土佐市は高知市の西に隣接する人口3万人の町で、県下最小の市でもあります。土佐市から北へ約30km、愛媛県と接する土佐郡土佐町という同名の町がありますが、こちらの方が先に成立しています。富山県の高岡市があった為かどうかは分かりませんが、昭和34年の合併・市制施行で土佐市と改名しました。
仁淀川の右岸に開ける平野部が、同じく市内を東流する波介川に接するあたりの丘陵上に中心市街地の高岡があります。高岡という地名はこの地形に由来します。また高岡周辺の平野部は縄文時代には海底だったといいます。
この一帯には古代より高岡郷の名があり、中世には荘園化して高岡荘と呼ばれていました。戦国期になると長宗我部氏の市場町として発展し高岡市町(たかおかいちまち)と呼ばれ始めます。さらに江戸時代になると土佐藩の高知城下に近かった為に、家臣は置かれず藩の直轄支配となり、高岡町には二人の庄屋が置かれました。

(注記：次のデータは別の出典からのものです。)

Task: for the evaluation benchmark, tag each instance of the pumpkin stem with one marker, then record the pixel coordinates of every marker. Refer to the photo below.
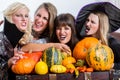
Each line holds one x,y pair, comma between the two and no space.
30,51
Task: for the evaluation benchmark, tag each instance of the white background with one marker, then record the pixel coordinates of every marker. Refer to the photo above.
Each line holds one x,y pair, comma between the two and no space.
63,6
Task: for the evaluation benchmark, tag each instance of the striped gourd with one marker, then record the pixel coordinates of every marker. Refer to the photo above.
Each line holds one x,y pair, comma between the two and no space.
52,56
100,57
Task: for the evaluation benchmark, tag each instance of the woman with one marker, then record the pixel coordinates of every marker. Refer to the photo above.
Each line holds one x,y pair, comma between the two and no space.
15,25
65,31
97,25
42,29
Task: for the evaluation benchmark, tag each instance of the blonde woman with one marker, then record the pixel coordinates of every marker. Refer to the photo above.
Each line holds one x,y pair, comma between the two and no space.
42,29
16,23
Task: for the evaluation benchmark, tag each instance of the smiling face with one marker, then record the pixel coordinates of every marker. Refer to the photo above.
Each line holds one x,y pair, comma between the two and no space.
40,20
92,25
21,19
63,34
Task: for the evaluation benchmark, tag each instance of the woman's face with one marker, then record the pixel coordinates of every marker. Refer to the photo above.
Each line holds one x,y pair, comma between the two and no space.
63,34
40,20
21,19
92,24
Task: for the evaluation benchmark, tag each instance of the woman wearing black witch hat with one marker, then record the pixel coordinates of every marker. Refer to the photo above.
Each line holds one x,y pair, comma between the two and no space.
15,24
98,20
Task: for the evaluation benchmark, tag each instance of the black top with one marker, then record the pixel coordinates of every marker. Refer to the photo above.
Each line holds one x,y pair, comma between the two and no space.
115,46
12,33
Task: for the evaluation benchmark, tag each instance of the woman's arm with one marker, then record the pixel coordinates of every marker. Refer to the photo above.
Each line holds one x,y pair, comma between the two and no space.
42,47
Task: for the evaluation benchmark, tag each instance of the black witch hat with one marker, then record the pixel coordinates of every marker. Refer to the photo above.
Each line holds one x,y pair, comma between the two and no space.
12,33
108,8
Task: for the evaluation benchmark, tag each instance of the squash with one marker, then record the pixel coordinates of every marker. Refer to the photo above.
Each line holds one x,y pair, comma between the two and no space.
100,57
26,65
23,66
52,56
81,48
33,55
58,69
68,60
41,68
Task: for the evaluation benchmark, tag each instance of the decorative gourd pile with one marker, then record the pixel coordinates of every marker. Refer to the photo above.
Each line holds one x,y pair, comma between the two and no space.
81,49
26,65
52,56
87,51
99,57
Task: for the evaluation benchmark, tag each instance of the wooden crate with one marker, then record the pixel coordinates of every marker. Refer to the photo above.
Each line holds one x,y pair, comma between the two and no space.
67,76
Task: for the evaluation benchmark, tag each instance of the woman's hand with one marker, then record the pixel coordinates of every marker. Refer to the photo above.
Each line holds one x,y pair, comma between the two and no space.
62,47
16,57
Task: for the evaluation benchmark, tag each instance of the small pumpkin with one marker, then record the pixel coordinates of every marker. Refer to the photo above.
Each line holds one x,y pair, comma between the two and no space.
58,69
33,55
23,66
26,65
41,68
81,48
68,60
100,57
52,56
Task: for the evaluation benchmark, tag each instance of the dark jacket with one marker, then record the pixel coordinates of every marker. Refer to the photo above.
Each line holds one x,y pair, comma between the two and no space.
115,46
6,51
8,40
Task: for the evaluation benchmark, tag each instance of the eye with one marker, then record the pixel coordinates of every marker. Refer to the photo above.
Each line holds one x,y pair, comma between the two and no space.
26,16
38,15
45,18
18,15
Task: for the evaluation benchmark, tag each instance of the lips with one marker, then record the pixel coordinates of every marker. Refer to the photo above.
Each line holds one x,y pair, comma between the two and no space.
87,29
62,37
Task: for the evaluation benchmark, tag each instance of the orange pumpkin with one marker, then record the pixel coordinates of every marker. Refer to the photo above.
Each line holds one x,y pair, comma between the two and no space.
68,60
26,65
23,66
81,48
100,57
34,55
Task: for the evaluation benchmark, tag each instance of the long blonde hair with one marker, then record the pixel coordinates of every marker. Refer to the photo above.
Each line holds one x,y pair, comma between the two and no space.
102,32
52,11
8,15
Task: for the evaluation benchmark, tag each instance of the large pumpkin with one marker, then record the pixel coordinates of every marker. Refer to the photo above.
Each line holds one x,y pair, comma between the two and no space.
52,56
100,57
26,65
34,55
81,48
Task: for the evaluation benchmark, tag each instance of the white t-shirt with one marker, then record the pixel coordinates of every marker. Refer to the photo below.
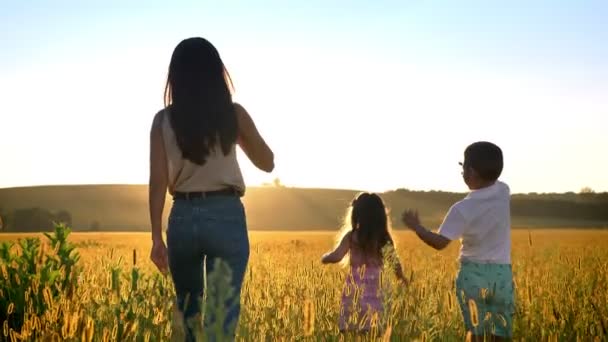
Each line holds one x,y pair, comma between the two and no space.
482,221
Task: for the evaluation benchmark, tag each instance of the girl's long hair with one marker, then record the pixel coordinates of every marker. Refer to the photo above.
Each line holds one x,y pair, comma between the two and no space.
198,96
367,218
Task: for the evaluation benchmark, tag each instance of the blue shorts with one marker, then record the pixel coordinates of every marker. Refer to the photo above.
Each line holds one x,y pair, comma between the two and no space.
485,295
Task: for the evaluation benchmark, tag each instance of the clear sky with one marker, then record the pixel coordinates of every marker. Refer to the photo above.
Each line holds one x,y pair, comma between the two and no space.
370,95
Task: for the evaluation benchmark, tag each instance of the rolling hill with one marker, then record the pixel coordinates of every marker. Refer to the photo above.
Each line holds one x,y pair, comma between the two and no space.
124,207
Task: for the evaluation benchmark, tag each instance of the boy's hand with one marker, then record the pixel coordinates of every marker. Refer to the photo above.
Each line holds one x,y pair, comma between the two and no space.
410,218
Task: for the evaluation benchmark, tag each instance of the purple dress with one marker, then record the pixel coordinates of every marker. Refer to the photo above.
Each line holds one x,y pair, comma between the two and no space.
361,306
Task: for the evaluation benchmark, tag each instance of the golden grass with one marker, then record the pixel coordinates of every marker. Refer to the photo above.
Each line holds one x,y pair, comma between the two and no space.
560,277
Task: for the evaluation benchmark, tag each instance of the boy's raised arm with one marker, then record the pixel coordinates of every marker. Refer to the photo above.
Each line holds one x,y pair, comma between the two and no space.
437,241
339,252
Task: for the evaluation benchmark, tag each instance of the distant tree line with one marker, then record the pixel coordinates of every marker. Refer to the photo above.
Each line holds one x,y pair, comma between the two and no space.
33,219
585,205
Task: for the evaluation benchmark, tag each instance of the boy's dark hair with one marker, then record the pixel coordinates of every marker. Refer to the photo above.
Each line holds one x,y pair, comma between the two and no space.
485,158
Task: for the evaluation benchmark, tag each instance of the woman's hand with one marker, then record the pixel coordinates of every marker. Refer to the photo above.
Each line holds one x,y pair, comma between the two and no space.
410,218
159,257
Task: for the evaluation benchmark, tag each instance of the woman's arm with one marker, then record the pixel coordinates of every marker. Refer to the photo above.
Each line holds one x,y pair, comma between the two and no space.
252,142
339,252
157,191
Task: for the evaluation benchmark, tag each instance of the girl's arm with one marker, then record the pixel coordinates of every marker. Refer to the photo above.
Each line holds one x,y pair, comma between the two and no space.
393,259
339,252
157,191
251,142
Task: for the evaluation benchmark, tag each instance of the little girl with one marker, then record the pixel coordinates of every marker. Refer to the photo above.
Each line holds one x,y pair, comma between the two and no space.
367,239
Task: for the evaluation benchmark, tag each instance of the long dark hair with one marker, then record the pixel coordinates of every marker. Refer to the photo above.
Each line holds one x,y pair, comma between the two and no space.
198,95
369,222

中世から中村街道沿いに発展していた高岡町ですが、本格的に発展するのは江戸期になってからの事で、土佐藩家老で自ら代官として藩政改革に取り組んだ野中兼山によって、まず仁淀川から「鎌田井筋」と呼ばれる水路が引かれ、新田が次々と開発されていきました。中世からの市場町の基礎があった高岡は商品経済の拠点として整備されます。この時期、後背地では土佐藩のよって和紙製造が半ば強制的に奨励され、今村一族による紙屋、豪商が成長。鰹漁、亀蔵、鰹節製造、回船業などを営む商人を輩出しました。当時の人口は約3,800人。中村街道と仁淀川水運の水陸交通の要衝として賑わい、藩内6大在郷町のひとつに成長しました。

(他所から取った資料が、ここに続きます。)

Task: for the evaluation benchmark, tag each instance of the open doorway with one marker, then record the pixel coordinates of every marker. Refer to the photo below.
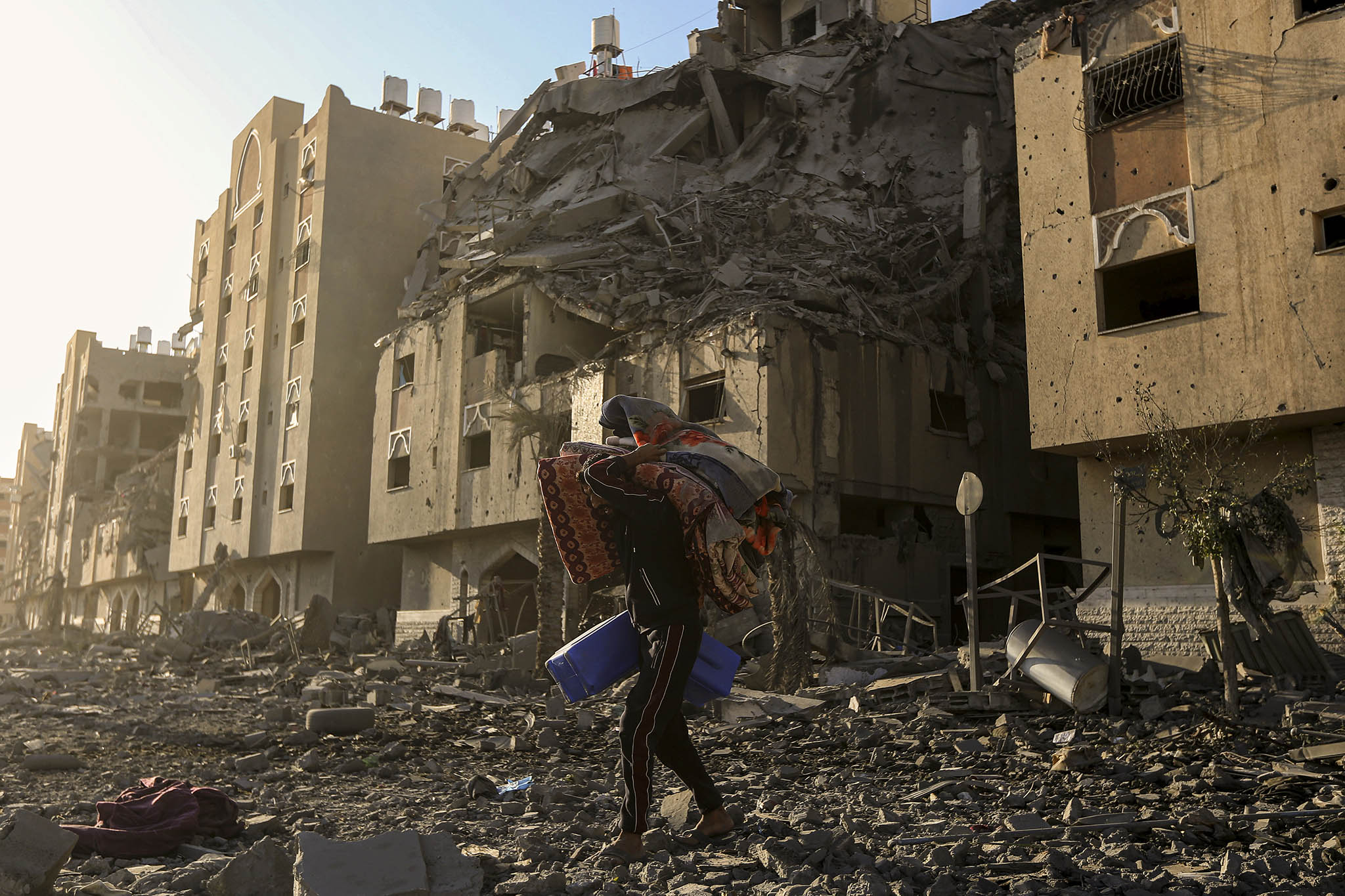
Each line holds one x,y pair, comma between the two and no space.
512,585
268,599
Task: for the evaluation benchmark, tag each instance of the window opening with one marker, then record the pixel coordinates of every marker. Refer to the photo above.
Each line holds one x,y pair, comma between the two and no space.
1134,85
287,486
292,403
1149,291
479,450
1313,7
399,459
405,370
1332,232
947,413
703,399
301,249
803,26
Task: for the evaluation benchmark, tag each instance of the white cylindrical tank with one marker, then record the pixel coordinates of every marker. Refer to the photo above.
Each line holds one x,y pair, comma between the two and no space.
462,112
430,105
607,33
395,93
1060,666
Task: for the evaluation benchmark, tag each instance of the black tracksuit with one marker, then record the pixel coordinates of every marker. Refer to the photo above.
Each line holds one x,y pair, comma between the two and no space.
661,595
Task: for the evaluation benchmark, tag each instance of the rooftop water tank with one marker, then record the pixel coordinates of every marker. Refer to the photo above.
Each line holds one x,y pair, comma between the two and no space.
607,34
395,96
430,106
462,112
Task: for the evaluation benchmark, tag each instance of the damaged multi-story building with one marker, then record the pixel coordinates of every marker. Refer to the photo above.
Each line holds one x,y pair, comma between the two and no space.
115,410
23,574
810,250
1180,171
301,261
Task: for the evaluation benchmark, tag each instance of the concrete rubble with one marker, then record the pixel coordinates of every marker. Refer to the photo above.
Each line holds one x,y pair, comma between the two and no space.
907,788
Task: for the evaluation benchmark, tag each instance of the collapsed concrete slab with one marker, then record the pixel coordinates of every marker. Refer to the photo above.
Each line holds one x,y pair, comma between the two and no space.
393,864
33,851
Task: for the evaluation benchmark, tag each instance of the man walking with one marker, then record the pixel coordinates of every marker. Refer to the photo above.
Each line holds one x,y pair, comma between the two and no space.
662,597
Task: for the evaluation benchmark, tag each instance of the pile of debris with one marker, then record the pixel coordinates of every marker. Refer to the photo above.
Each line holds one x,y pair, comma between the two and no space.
861,183
884,777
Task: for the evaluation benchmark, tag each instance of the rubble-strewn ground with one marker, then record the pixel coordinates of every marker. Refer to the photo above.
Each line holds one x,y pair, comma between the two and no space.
829,792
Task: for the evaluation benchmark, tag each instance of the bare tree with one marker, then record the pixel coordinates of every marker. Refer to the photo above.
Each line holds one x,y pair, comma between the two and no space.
546,430
1199,484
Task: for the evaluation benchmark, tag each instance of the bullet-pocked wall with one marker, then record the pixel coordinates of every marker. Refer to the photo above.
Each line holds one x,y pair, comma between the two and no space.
1179,182
296,276
872,437
1261,110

高岡町は中村街道に沿って東西に並ぶ立町(北町36・南町26)と中央から南の河港に延びる横町の丁字形に形成されています。
現在は旧中村街道に沿って東西に延びる旧立町を踏襲した商店街が残ります。中村街道は始め町の南側をバイパス、さらに現在町の北側を大きくバイパスした国道56号線の新道によって、中心市街は車も少なく落ち着いた雰囲気を漂わせています。町の中に点在する漆喰に塗り込めて、海鼠壁や水切り庇を施した重厚な商家建築。連続性は無いものの、実はそれらの商家の間に連なる店舗もまた、看板建築を施した様式の商家でもあり、その増改築部分を取り除けば、かなりのレベルの古い町並みが姿を見せるのではないかと思います。